Excerpt
SUMMARY: African lions are getting new protections from the U.S. Fish and Wildlife Service. Five months after an American hunter killed an animal named Cecil in Zimbabwe, a new classification will help prohibit imports of lion trophies from Central and West Africa. Dan Ashe, director of the U.S. Fish and Wildlife Service, joins Jeffrey Brown to discuss the change.
JEFFREY BROWN (NewsHour): The U.S. Fish and Wildlife Service listed Central and West African lions as endangered, generally prohibiting importation of lion trophies from that region into the U.S. Lions in Southern and Eastern Africa are now classified as threatened, which will allow U.S. trophy imports only under certain conditions.
The move comes five months after an American hunter killed a lion named Cecil outside a national park in Zimbabwe, and almost five years after U.S. conservation groups petitioned for greater protections for lions.

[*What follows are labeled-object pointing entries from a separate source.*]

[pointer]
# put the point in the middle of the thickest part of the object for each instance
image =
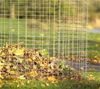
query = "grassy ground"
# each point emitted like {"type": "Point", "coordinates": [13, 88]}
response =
{"type": "Point", "coordinates": [9, 33]}
{"type": "Point", "coordinates": [68, 84]}
{"type": "Point", "coordinates": [14, 31]}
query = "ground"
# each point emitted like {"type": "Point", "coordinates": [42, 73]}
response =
{"type": "Point", "coordinates": [93, 47]}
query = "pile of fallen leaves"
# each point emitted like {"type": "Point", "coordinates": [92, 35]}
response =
{"type": "Point", "coordinates": [17, 62]}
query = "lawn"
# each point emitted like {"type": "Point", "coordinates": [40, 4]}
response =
{"type": "Point", "coordinates": [68, 84]}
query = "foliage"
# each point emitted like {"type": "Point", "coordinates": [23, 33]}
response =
{"type": "Point", "coordinates": [17, 62]}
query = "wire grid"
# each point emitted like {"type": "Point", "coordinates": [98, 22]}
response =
{"type": "Point", "coordinates": [39, 26]}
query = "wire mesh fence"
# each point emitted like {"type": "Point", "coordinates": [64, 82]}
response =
{"type": "Point", "coordinates": [57, 26]}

For more, I am joined by Daniel Ashe, director of the U.S. Fish and Wildlife Service.
And welcome to you.
DANIEL ASHE, Director, U.S. Fish and Wildlife Service: Thank you, Jeff.
JEFFREY BROWN: Why now? Is it right to see the killing of Cecil as a kind of game changer that galvanized public attention and now government action?
DANIEL ASHE: Well, we have been considering the listing of the lion for more than five years. We were petitioned under the Endangered Species Act, so that’s been our responsibility.
And we proposed listing the lion back in October of 2014, before the controversy over Cecil the lion, but Cecil and that controversy certainly have galvanized public emotions about lions and I think brings us to where we are today.
JEFFREY BROWN: Advocacy groups have wondered what took so long.
DANIEL ASHE: Well, we are a scientific organization. And we’re dealing with what many scientists call the sixth mass extinction.
So we have many, many priorities, a lot of work under the Endangered Species Act. This is one of those things. And we have had lots of comment and lots of science to pore through.